I Partly Blame Privacy for Leaving Me Socialy Isolated

I’m a 17 year old high school student from the United States. I’m a tech enthusiast and I am passionate for practicing internet privacy, but I feel that my online lifestyle has put me at a serious social disadvantage, and I don’t know what to do about it.

My privacy journey started at the beginning of the pandemic. I began by switching search engines, deleting Instagram and Snapchat, and leaving Chrome. Eventually, I left Windows, and today I do a good chunk of my browsing through Tor. I’ve spend countless hours learning about every facet of privacy. It’s been about two years since I began, and I’m starting to reflect. What did I gain from doing all of this? Sure, big tech knows a lot less about me, but what else? Maybe it lets me sleep easier at night?
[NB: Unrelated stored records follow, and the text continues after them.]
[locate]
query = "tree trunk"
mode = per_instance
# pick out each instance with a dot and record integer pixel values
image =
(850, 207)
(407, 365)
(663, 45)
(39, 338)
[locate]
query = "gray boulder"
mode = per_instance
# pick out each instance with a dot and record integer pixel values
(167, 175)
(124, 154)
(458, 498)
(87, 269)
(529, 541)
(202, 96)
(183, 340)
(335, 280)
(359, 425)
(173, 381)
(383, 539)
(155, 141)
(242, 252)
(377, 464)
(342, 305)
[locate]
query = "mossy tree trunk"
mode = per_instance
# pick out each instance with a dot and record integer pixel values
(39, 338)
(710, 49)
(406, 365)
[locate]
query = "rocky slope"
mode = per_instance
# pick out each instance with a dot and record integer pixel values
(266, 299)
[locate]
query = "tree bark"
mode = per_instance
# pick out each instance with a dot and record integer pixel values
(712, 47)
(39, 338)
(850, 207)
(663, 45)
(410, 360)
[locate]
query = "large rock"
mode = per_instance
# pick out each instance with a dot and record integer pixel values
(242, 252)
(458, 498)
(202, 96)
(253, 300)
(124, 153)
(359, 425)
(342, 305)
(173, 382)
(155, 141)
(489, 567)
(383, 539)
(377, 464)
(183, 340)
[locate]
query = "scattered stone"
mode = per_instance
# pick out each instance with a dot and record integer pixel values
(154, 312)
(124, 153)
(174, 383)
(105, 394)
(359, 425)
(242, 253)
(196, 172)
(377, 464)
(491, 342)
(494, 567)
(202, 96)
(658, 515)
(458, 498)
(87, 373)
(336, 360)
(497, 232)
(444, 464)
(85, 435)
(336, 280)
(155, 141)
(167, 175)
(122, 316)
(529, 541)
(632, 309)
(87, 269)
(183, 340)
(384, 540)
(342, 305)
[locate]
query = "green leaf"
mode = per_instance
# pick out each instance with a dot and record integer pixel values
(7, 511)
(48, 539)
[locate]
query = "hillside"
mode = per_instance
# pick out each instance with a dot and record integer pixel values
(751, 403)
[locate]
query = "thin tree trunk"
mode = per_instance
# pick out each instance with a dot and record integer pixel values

Leaving social media felt like a good decision at the time, but I’m starting to regret deleting it. I feel out of the loop for many social events, and people get weirded out when I respond with a “I don’t have X social media” when they ask me for handle/username. Leaving these platforms seems to have only made me feel better, while poorly impacting other aspects of my life. It isn’t just the social media that has turned into an issue, it’s the choices I make online. I don’t shout from rooftops that I’m obsessed with my privacy, but once in a while someone will notice I’m using DDG or Searx as my search engine and get confused and weirded out as to why I’m not using Google. To sum it up, I’m getting serious FOMO, which has been confirmed through many social interactions and events.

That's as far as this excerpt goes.